Ludwig Tieck - Adoption of Romanticism

Adoption of Romanticism

Tieck's transition to Romanticism is seen in the series of plays and stories published under the title Volksmärchen von Peter Lebrecht (3 vols., 1797), a collection which contains the admirable fairy-tale Der blonde Eckbert, which seamlessly blends exploration of the paranoiac mind with the realm of the supernatural, and the witty dramatic satire on Berlin literary taste, Der gestiefelte Kater. With his school and college friend Wilhelm Heinrich Wackenroder (1773–1798), he planned the novel Franz Sternbalds Wanderungen (vols. i–ii. 1798), which, with Wackenroder's Herzensergiessungen (1798), was the first expression of the romantic enthusiasm for old German art.

In 1798 Tieck married and in the following year settled in Jena, where he, the two brothers August and Friedrich Schlegel and Novalis were the leaders of the new Romantic school. His writings between 1798 and 1804 include the satirical drama, Prinz Zerbino (1799), and Romantische Dichtungen (2 vols., 1799–1800). The latter contains Tieck's most ambitious dramatic poems, Leben und Tod der heiligen Genoveva, Leben und Tod des kleinen Rotkäppchens, which were followed in 1804 by the remarkable "comedy" in two parts, Kaiser Oktavianus. These dramas, in which Tieck's poetic powers are to be seen at their best, are typical plays of the first Romantic school; although formless, and destitute of dramatic qualities, they show the influence of both Calderón and Shakespeare. Kaiser Oktavianus is a poetic glorification of the Middle Ages.

In 1801 Tieck went to Dresden, then lived for a time at Ziebingen near Frankfurt (Oder), and spent many months in Italy. In 1803 he published a translation of Minnelieder aus der schwäbischen Vorzeit, between 1799 and 1804 an excellent version of Don Quixote, and in 1811 two volumes of Elizabethan dramas, Altenglisches Theater. From 1812 to 1817 he collected in three volumes a number of his earlier stories and dramas, under the title Phantasus. In this collection appeared the stories Der Runenberg, Die Elfen, Der Pokal, and the dramatic fairy tale, Fortunat.

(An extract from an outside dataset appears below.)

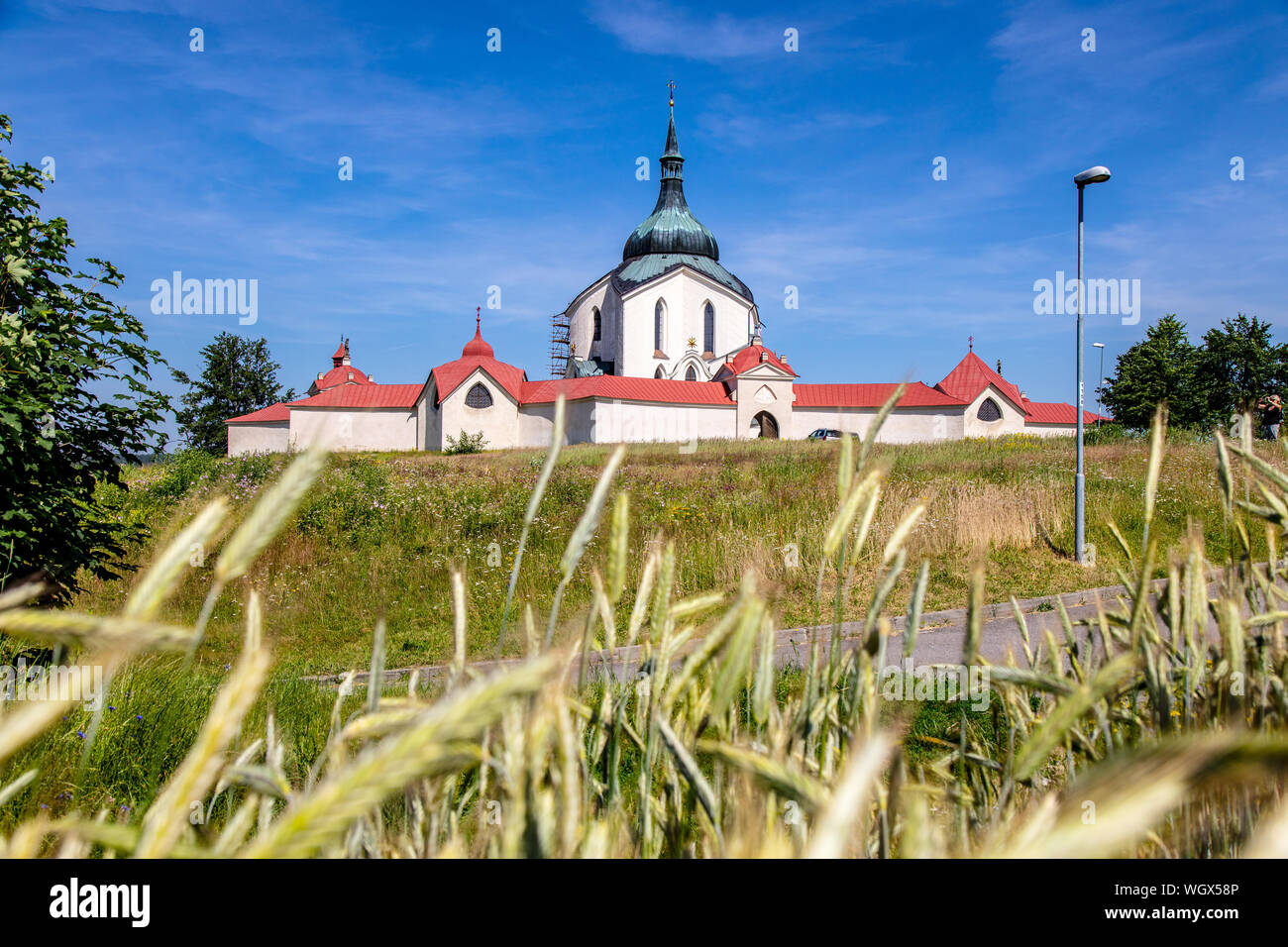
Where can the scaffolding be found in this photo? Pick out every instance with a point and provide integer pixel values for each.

In 1817 Tieck visited England in order to collect materials for a work on Shakespeare (unfortunately never finished) and in 1819 he settled permanently in Dresden; from 1825 on he was literary adviser to the Court Theatre, and his semi-public readings from the dramatic poets gave him a reputation which extended far beyond the Saxon capital. The new series of short stories which he began to publish in 1822 also won him a wide popularity. Notable among these are Die Gemälde, Die Reisenden, Die Verlobung, and Des Lebens Überfluss.

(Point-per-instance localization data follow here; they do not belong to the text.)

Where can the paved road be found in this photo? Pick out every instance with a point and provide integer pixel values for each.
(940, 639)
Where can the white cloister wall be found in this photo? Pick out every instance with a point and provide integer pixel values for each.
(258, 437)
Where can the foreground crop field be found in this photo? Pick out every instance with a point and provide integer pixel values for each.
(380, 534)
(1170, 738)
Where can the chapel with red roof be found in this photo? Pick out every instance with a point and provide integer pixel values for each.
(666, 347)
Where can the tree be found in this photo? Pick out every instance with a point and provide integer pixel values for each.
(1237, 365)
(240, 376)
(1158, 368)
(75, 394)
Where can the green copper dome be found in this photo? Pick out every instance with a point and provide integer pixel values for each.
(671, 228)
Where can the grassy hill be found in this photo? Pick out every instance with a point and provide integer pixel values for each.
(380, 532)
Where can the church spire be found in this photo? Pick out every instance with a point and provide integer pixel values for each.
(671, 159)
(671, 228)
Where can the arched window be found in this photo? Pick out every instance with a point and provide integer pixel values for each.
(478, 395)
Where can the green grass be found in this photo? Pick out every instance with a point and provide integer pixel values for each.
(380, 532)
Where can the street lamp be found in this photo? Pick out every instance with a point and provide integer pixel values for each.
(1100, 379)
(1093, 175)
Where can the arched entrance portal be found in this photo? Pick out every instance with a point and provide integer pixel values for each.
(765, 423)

More ambitious and on a wider canvas are the historical or semi-historical novels, Dichterleben (1826), Der Aufruhr in den Cevennen (1826, unfinished), Der Tod des Dichters (1834); Der junge Tischlermeister (1836; but begun in 1811) is an excellent story written under the influence of Goethe's Wilhelm Meister; Vittoria Accorombona (1840), the story of Vittoria Accoramboni written in the style of the French Romanticists, shows a falling-off.